The ICE report further points out that it detained 12,025 individuals in 2021 from aggravated criminal convictions, nearly double the 2020 total. The agency highlighted a targeted operation that arrested 495 “non-citizen sex offenders” from 54 different countries, more than the double the number of detainees in 2020.

The number of deportations recorded last year (59,011) was the lowest since 1995, according to Department of Homeland Security statistics. According to the publication of the journal, “Biden campaigned for president promising a break with his predecessor’s aggressive enforcement approach and unabashed enthusiasm for mass immigration arrests. After taking office, Biden ordered a “pause” on deportations that upended the agency’s operations and left officers grumbling that their agency had been eliminated by administrative means”.

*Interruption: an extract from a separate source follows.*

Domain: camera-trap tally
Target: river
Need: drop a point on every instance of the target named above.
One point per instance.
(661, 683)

Republicans have criticized the Biden administration for the decline in arrests and deportations of immigrants in the interior, and have attributed the increase in newcomers to the US-Mexico border to its “softer” policies. The arrest of 1.7 million people who crossed the border during fiscal 2021 is a record, and the Biden administration's new priorities and guidance are being legally questioned by the states of Texas, Louisiana, and Arizona.

“In FY 2021, ICE also closed two detention centers: the C. Carlos Carreiro Detention Center in Dartmouth, Massachusetts, and the Irwin County Detention Center in Ocilla, Georgia. Motivated by operational and other considerations, the withdrawal of ICE detainees from these facilities flowed from Secretary Mayorkas’ direction that ‘we will not tolerate the mistreatment of individuals in civil immigration detention or substandard conditions of detention’. Additionally, ICE shifted its operations away from the detention of families while adapting new and existing detention capacity to address an influx along the Southwest Border”.
Last year, as reported by The Washington Post, Mayorkas told Congress he was concerned about the “excessive use” of detention, despite seeing the growing number of immigrants in private facilities, despite Biden's campaign promise to end detention practice.

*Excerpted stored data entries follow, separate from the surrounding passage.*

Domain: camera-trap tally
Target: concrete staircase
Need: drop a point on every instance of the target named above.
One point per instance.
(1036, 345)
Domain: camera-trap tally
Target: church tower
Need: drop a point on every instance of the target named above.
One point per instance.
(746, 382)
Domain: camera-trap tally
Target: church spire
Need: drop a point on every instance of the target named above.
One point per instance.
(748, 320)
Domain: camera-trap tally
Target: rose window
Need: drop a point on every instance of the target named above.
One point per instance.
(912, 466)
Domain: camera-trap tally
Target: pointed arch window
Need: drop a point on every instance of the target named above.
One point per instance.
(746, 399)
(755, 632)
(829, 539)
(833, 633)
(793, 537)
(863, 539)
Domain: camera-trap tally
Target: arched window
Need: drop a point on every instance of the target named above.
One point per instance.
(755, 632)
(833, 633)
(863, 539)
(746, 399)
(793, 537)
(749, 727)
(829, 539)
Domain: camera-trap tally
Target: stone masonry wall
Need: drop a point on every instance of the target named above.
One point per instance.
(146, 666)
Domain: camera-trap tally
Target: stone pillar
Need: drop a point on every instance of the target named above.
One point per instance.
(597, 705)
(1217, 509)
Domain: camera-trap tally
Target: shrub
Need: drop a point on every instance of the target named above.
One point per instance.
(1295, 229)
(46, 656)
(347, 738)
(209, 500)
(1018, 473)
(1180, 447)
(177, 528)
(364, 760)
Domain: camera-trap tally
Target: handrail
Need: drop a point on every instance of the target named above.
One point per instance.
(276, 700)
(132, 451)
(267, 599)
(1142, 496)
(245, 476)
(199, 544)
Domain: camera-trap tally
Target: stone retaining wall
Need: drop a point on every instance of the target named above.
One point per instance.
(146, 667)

Advocates for immigrants said they welcomed many of the Biden administration’s early changes, such as ending the travel ban and increasing the number of refugees allowed into the United States. But they said the most recent spending bill increases funding for immigration enforcement and complained that Biden has not kept his campaign promise to end privately run detention, which accounts for the majority of the ICE system [which] has not had a Senate-confirmed director since the Obama administration, according to the Washington Post.